6 Şubat, aklımızda hep küçük bir kıyametin yaşandığı gün olarak kalacak. Asrın felaketinin üzerinden 28 gün geçti ama acılarımız hala çok taze. Yetim ve öksüzlerin, mahzunların, gözyaşları dinmiş olabilir, lakin karanlık çökünce yürekleri daralır, gözleri dolar, usulca bir köşeye çekilir sessizce ağlar ağlar, yürekleri dağlarlar…
Hâlâ enkazların başında yakınlarının naaşını gözyaşları içerisinde bir umutla bekleyen yanık yürekler var. Kimisi annesini, kimisi babasını, kimisi evladını, kimi de tüm ailesini kaybetmiş. Büyük bir musibet elbet, dayanması çok zor.. Allah sabırlar versin inşallah.
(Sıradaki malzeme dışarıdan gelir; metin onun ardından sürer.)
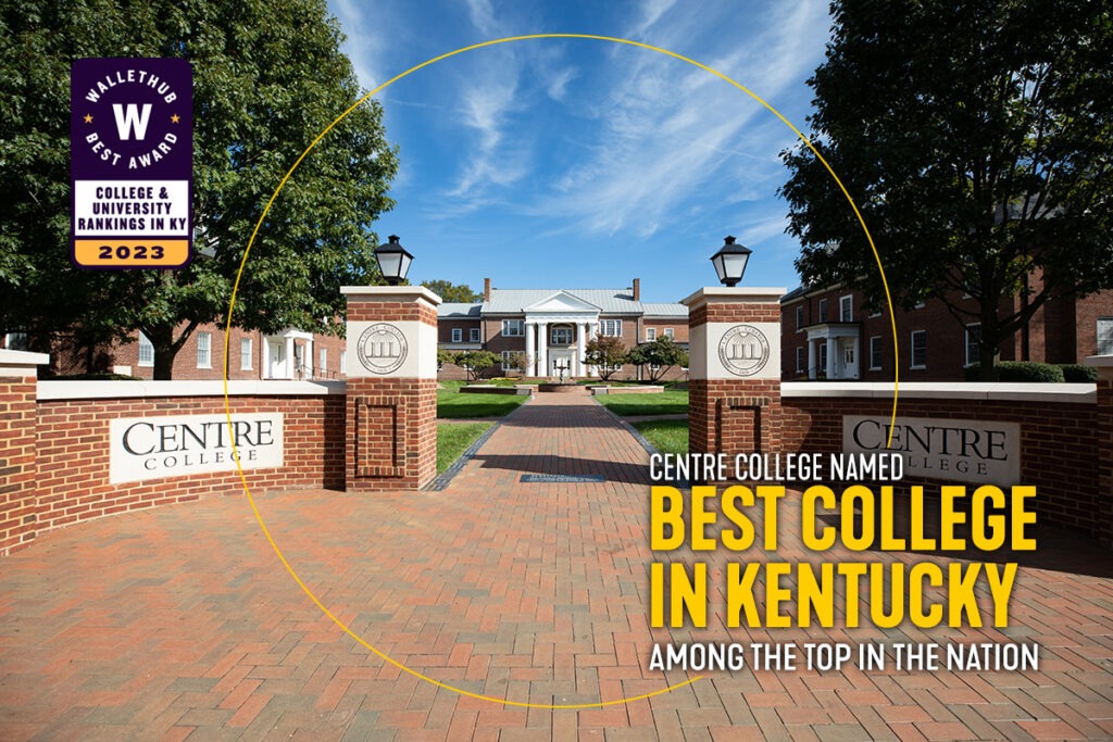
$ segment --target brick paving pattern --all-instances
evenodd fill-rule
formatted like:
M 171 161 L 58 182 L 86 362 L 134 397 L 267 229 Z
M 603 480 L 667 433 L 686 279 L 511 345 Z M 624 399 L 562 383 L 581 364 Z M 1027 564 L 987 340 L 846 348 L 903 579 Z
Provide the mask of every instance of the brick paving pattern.
M 1037 641 L 1040 671 L 747 667 L 601 709 L 492 703 L 417 680 L 343 633 L 285 571 L 246 497 L 234 496 L 93 521 L 0 561 L 0 739 L 1113 738 L 1109 552 L 1050 536 L 1021 556 L 1002 631 L 728 633 L 717 615 L 705 631 L 651 632 L 646 461 L 591 399 L 539 395 L 443 492 L 256 501 L 339 620 L 472 693 L 595 703 L 684 681 L 648 670 L 654 641 Z M 605 482 L 523 484 L 522 473 Z M 808 558 L 795 536 L 782 531 L 776 558 Z M 730 556 L 717 554 L 712 574 Z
Bu anlamda uzunca bir süre depremzedelere manevi destek verecek alimlerin, hocaların yoğun bir şekilde bölgede çalışmalarda bulunmaları, sık ziyaretler yaparak nasihatlerde bulunmaları, yaralara merhem, deva olmaları elzemdir.
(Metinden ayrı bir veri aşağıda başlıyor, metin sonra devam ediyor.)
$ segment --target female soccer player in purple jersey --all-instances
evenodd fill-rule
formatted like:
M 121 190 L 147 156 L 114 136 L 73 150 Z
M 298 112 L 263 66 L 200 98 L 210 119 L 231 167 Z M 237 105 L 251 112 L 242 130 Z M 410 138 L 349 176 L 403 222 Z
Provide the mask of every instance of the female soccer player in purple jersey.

Bu insanlar canlarını toprağa verdikleri gibi, evlerini, mal mülk her şeylerini bir anda kaybettiler. Zor bir imtihan ancak toparlanmak, yeniden hayata devam etmek insanlığın bir gereği. Tabi ki gerekli tüm dersleri çıkararak, bundan sonra nasıl bir hayatı yaşamalı ki, sonu hüsran olmamalı. Hayatta kalınırsa şükür, can verilirse şehadeti kazanacak imanı yüreğimizde taşımalı, hayatımızda yaşamalıyız.
***
Deprem bölgesinde yardım çalışmaları yapan sivil toplum kuruluşları, çok mübarek hayırlı işler yapıyorlar. Depremin ilk anından itibaren hiç düşünmeden bütün imkanlarını deprem bölgelerine sevk eden o iyilik elçileri, yürekleri temiz, eli öpülesi insanlar…
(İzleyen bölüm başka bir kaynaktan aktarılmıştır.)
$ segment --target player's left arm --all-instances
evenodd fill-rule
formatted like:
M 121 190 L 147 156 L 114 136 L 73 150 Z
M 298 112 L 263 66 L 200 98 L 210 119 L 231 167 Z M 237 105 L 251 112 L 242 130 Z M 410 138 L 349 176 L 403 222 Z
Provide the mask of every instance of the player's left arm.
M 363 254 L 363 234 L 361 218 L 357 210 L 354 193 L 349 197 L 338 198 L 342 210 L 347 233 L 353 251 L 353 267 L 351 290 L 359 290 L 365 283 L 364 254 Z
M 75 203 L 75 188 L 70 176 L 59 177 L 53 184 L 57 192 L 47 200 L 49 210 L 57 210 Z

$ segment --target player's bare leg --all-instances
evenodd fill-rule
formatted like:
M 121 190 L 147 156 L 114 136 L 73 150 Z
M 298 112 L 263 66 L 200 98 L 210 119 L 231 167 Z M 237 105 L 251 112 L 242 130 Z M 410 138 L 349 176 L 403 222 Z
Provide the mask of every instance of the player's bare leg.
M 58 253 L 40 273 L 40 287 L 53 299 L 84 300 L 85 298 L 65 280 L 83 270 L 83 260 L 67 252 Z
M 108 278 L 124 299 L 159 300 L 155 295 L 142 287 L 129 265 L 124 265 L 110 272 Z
Çoğunluğu İslami Vakıf ve derneklerden oluşan 250 civarı STK, 6 Şubat’ta meydana gelen depremin ilk saatinden itibaren gerek arama kurtarma ve gerekse yardım çalışmalarında bulundu/bulunuyor. Ancak dikkat çeken birkaç yardım kuruluşu var ki ilk günden bugüne yardım çalışmalarına ara vermeden ve de arttırarak sürdürüyor olması, gözleri bu hayır kurumlarına çeviriyor.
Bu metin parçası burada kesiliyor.